Democrats also seek to remove what they derisively call the “anti-democratic” and “outdated” elements of America’s constitutional republic with the goal of moving towards a European-style parliamentary system. Their primary focus is on fundamental changes to the Electoral College and Senate. Some on the left even want to abolish these institutions.
Both institutions serve to represent the interests of states, which remain just as vital today as they were at the nation’s founding. The less populated (i.e., small) states that founded the republic fought hard for these state-focused institutions. They realized that if control of the republic’s institutions was determined solely by population, the big states would run the country and small state interests would not be adequately represented.

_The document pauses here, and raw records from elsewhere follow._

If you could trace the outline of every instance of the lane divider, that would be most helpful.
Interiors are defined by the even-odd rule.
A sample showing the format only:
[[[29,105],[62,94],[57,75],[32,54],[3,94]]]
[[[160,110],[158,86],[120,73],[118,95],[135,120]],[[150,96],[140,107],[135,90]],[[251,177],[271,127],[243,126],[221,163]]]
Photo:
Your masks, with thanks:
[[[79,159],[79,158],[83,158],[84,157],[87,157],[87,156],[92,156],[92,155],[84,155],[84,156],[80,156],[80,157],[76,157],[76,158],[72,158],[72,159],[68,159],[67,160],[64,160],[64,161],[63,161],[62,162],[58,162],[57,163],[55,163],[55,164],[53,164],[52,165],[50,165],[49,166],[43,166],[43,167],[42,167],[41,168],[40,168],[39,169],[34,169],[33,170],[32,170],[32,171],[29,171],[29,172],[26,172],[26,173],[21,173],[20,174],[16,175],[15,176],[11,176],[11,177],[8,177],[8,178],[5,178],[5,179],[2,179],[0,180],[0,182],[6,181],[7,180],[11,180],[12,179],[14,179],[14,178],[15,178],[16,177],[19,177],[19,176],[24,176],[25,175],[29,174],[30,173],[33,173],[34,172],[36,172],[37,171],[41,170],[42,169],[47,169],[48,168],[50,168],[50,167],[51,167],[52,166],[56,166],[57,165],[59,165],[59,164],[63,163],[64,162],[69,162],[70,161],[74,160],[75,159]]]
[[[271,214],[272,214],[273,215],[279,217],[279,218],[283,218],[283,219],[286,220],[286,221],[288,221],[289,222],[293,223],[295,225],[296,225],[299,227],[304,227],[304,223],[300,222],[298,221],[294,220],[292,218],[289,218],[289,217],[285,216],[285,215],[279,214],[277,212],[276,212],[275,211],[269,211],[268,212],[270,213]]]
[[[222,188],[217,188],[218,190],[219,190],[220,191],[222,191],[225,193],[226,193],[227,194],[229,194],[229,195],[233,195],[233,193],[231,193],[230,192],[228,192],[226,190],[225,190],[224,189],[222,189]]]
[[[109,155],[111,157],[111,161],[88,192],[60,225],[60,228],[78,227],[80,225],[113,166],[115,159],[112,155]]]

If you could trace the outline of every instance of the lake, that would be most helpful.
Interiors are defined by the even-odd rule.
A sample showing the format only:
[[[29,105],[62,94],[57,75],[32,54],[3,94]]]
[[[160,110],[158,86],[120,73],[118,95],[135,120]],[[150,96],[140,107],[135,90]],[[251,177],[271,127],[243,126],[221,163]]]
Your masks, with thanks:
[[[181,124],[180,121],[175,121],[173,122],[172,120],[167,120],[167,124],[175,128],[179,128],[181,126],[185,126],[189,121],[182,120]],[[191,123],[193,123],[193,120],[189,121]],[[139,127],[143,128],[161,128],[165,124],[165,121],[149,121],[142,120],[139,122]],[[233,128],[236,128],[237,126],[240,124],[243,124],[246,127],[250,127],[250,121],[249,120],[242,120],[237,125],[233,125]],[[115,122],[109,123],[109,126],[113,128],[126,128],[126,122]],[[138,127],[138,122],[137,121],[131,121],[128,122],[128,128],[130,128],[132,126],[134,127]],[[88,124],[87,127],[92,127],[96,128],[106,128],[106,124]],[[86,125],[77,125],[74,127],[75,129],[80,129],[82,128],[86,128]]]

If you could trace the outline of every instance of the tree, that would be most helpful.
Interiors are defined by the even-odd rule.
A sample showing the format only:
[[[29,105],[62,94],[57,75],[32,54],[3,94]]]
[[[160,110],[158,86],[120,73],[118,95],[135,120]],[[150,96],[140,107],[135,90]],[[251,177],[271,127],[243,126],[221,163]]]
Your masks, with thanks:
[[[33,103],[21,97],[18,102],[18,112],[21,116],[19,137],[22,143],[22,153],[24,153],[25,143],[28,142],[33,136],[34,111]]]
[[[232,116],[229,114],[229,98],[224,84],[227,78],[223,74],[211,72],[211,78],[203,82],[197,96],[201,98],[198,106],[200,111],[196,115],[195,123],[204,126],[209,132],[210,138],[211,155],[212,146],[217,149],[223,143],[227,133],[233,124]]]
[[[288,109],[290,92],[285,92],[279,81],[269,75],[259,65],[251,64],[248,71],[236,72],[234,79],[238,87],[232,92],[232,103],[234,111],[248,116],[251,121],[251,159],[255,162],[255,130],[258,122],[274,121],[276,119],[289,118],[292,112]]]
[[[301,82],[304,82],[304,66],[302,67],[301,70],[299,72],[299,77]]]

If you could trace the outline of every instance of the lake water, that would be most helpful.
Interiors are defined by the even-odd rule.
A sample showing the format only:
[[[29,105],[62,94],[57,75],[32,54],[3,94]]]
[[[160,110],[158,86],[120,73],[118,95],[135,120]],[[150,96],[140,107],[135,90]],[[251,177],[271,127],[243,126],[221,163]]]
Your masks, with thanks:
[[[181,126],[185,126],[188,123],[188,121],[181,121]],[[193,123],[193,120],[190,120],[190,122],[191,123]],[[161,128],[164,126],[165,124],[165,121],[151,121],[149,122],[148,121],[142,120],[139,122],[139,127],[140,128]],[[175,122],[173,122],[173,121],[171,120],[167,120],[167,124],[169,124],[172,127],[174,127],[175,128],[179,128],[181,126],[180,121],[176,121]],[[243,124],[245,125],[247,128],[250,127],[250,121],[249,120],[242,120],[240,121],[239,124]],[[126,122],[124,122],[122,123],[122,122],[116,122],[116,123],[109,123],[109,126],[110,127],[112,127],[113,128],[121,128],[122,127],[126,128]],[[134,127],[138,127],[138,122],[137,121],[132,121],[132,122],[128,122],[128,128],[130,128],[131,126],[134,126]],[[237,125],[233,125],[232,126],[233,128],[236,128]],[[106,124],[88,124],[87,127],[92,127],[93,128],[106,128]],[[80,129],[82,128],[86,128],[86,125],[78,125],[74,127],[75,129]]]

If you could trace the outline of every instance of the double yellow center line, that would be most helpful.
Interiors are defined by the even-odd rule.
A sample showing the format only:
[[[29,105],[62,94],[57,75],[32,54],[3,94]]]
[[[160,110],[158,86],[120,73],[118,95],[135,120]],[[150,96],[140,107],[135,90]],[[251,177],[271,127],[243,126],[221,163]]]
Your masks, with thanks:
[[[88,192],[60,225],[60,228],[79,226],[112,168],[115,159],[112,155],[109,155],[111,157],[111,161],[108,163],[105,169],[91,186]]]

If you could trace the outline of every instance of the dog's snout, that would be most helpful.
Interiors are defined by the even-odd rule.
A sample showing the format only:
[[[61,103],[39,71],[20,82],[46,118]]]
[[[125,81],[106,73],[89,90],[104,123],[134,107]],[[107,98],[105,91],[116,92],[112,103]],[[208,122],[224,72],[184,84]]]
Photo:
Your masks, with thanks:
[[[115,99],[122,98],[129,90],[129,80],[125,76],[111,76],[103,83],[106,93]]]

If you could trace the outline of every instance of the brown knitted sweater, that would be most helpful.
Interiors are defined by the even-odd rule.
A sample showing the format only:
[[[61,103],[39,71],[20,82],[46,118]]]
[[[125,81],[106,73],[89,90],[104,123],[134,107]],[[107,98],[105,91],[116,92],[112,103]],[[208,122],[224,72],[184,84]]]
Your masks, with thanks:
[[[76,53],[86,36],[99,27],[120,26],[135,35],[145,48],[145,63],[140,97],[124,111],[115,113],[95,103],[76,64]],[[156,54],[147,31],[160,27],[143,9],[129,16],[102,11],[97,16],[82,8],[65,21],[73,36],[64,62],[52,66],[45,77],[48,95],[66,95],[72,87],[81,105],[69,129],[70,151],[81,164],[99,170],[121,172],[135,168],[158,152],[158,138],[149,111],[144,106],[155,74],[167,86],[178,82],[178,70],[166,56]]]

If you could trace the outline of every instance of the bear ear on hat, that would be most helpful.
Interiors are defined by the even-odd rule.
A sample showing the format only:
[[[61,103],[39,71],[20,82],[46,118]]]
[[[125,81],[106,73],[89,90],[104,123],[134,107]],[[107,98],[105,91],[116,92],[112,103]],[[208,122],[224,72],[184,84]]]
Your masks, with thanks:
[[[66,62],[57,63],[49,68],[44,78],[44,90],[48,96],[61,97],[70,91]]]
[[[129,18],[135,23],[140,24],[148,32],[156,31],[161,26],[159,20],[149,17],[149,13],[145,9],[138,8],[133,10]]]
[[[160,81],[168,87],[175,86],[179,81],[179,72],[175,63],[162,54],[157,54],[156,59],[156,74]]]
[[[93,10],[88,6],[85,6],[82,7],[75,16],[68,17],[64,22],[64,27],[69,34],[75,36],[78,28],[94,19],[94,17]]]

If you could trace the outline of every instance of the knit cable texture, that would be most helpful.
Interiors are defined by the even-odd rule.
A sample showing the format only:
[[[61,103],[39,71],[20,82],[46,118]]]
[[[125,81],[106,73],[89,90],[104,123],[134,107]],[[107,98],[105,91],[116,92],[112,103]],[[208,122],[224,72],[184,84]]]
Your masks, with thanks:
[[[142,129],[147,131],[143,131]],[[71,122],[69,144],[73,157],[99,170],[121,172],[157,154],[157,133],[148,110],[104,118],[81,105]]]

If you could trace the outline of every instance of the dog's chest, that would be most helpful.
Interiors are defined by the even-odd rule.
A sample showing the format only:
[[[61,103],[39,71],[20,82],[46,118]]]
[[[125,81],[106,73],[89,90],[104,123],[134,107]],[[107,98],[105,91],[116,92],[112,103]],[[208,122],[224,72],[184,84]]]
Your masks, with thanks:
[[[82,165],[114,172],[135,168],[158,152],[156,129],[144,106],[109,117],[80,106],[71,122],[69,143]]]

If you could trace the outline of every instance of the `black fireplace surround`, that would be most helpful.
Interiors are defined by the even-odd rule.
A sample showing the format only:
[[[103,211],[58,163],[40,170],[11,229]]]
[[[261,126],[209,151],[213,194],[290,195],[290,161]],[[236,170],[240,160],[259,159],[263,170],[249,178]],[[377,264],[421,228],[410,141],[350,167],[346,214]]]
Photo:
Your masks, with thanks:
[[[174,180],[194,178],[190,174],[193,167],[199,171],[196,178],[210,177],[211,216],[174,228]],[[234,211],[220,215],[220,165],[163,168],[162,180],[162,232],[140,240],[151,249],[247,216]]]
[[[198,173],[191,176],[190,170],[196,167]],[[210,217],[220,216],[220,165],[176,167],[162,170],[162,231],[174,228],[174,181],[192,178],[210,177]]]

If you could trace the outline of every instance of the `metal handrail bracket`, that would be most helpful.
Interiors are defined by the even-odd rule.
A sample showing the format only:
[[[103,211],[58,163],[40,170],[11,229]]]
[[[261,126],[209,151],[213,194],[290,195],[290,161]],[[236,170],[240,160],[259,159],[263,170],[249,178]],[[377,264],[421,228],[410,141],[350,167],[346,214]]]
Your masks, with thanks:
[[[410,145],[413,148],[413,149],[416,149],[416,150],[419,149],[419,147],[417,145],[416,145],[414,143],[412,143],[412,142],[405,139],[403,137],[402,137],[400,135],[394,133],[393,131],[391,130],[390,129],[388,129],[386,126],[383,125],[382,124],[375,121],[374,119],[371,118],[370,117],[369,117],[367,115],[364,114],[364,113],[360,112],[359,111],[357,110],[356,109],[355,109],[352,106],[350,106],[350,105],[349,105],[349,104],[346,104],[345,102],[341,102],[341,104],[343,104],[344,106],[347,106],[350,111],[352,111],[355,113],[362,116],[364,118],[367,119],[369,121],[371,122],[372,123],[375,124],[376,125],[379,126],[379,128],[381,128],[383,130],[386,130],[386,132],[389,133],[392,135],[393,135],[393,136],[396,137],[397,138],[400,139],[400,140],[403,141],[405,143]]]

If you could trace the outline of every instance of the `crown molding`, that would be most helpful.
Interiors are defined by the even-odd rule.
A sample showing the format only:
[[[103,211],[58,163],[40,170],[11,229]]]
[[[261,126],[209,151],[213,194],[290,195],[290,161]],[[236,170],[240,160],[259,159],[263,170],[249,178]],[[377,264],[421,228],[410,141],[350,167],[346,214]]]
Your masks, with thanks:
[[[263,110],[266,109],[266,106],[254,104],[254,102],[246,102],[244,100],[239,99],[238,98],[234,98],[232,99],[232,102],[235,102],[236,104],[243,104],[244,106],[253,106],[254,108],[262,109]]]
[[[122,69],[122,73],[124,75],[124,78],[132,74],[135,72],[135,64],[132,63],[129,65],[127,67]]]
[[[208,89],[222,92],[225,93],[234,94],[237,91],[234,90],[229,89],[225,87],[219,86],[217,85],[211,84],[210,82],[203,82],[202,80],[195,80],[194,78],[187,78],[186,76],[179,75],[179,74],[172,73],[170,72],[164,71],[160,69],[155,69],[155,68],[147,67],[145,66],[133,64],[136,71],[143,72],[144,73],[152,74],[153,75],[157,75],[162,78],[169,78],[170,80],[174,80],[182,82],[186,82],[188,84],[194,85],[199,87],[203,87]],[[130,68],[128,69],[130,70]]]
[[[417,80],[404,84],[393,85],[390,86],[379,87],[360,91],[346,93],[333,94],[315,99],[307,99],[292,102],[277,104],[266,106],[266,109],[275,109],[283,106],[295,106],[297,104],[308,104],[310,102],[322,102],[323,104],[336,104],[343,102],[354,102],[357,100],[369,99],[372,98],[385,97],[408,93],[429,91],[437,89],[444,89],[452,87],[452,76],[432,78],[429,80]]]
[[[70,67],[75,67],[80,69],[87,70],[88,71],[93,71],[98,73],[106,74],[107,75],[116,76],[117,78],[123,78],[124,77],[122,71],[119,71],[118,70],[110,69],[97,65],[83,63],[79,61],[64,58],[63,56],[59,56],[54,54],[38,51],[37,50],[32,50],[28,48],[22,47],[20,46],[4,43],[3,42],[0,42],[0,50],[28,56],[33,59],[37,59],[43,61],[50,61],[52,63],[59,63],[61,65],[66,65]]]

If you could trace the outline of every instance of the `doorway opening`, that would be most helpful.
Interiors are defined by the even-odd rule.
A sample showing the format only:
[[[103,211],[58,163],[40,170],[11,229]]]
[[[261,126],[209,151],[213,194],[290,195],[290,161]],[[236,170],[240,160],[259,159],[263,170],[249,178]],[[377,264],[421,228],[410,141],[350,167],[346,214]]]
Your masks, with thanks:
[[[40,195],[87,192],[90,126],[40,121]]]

The founders resolved this concern for the legislative branch with the Great Compromise, which apportioned Senate membership equally among the states and House membership by each state’s population. For the presidency, they applied the Great Compromise principle to protect small state interests by establishing the Electoral College. This institution is composed of electors selected by the states and the number of electors from each state is based on its total number of representatives in the House and Senate. The creative tension between big states and small states established by the Great Compromise is foundational to our constitutional republic.